While blasphemy charges are “rarely pressed” in Greece, says Reuters, the lawsuit against those involved in the “Corpus Christi” production follows the arrest of a 27-year-old man who created a Facebook page that mocked a deceased Orthodox monk. These incidents indicate a right-wing turn in the country, also apparent when Greek state TV censored a kiss between two men while airing a segment of the British period drama “Downton Abbey” in October.
Is Greece a Racist Country?
A recent opinion poll found that 70 percent of respondents think that Greece is a racist country. A Human Rights Watch report, “Hate on the Streets: Xenophobic Violence in Greece,” published in July, documented an increase of attacks on “dark-skinned migrants” along with police turning a blind eye on assaults and discouraging victims from filing reports.
Grigoris Vallianatos, described by the Greek daily Ekathimerini as an “outspoken” lawyer, journalist and gay activist who is also the president of the Liberal Alliance party, said simply that “Greeks are racist because no one taught them not to be.” Successive Greek governments have simply failed to implement immigration and assimilation policies:
The state still has no immigration policy; it gathers the people in [migrant reception] centers, not knowing what it will do with them afterwards.
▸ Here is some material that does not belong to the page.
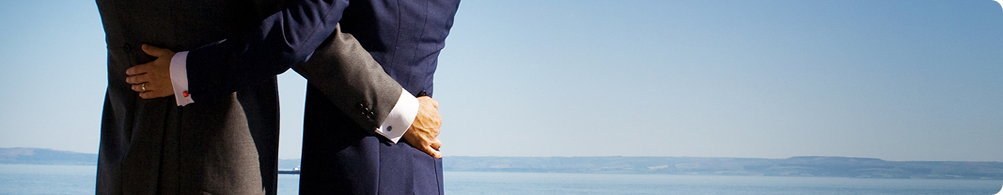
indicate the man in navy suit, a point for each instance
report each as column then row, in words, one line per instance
column 349, row 147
Yes, there is a problem with immigration, but it must be solved with the cooperation of their communities, the embassies of their countries, by giving refugee status to those who fall into this category and through the use of funds from the International Organization for Migration.
The rise of anti-immigrant sentiment has gotten to a point that, as of last Friday, the United States Embassy in Athens warned of an increasing risk of violent attacks against those “perceived to be foreign migrants”. American citizens of African, Asian, Hispanic or Middle Eastern descent are said to be most at risk.
I was appalled to read this as, in previous years, I have taken groups of students from my college — many of whom are African-American, Asian American, Hispanic and Middle Eastern — to Greece. These trips took place in 2009, 2010 and 2011 before the Golden Dawn won seats in the 2012 Parliamentary elections and we never encountered any problems. It is chilling to think that would not be the case now.